Views: 18
Solidernews.com, Yogyakarta. AKTRIS kawakan, Suti Karno (58), mengunjungi Unit Layanan Disabilitas (ULD), Universitas Gadjah Mada (UGM), Jumat (10/1/2025). Pemeran Atun pada sinetron era 90an Si Doel Anak Sekolahan itu, berbagi kisah tentang perjuangannya selama menjadi difabel. Message (pesan) dalam kisahnya itu ialah, agar penyandang disabilitas (difabel) tidak menyerah. Tetap mengejar cita-cita dan terus berkarya.
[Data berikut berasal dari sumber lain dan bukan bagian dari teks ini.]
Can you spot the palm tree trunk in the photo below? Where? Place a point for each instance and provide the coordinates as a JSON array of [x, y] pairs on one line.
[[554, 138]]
Suti Karno mengisahkan, setelah 18 tahun hidup dengan diabetes, dia harus menjalani perawatan intensif dengan beberapa kali operasi. Proses tersebut menyebabkan jaringan kulit kakinya mati. Kondisi tersebut dikhawatirkan akan berdampak pada bagian tubuh yang lain.
Melalui berbagai pertimbangan, Suti menerima kenyataan kaki kanannya harus diamputasi. Keputusan tak mudah, yang sempat membuat Suti shock dan terguncang. Dukungan orang-orang terdekat, berhasil menguatkannya. Akhirnya Suti mulai membiasakan diri dengan kondisi barunya.
“Saya kan, baru menjadi disabilitas kurang lebih dua tahun. Saya mengakui ada proses untuk menerima itu semua,” ungkap pemeran Atun di sinetron Si Doel Anak Sekolahan itu.
Kini, ia tidak hanya memupuk semangat hidup tinggi dalam dirinya, tapi juga menyebarkan kesadaran mengenai inklusivitas. Setelah sempat vakum, ia kembali membuat konten di channel YouTube-nya. Suti menyebarkan kisah inspiratif dan memberi dukungan untuk para difabel.
Pada kesempatan itu, Dosen FEB UGM Wuri Handayani pun berbagi kisah perjuangannya. Pegiat inklusivitas di lingkungan kampus itu mengaku, banyak kesulitan yang ia alami, pada awal dia menjadi difabel.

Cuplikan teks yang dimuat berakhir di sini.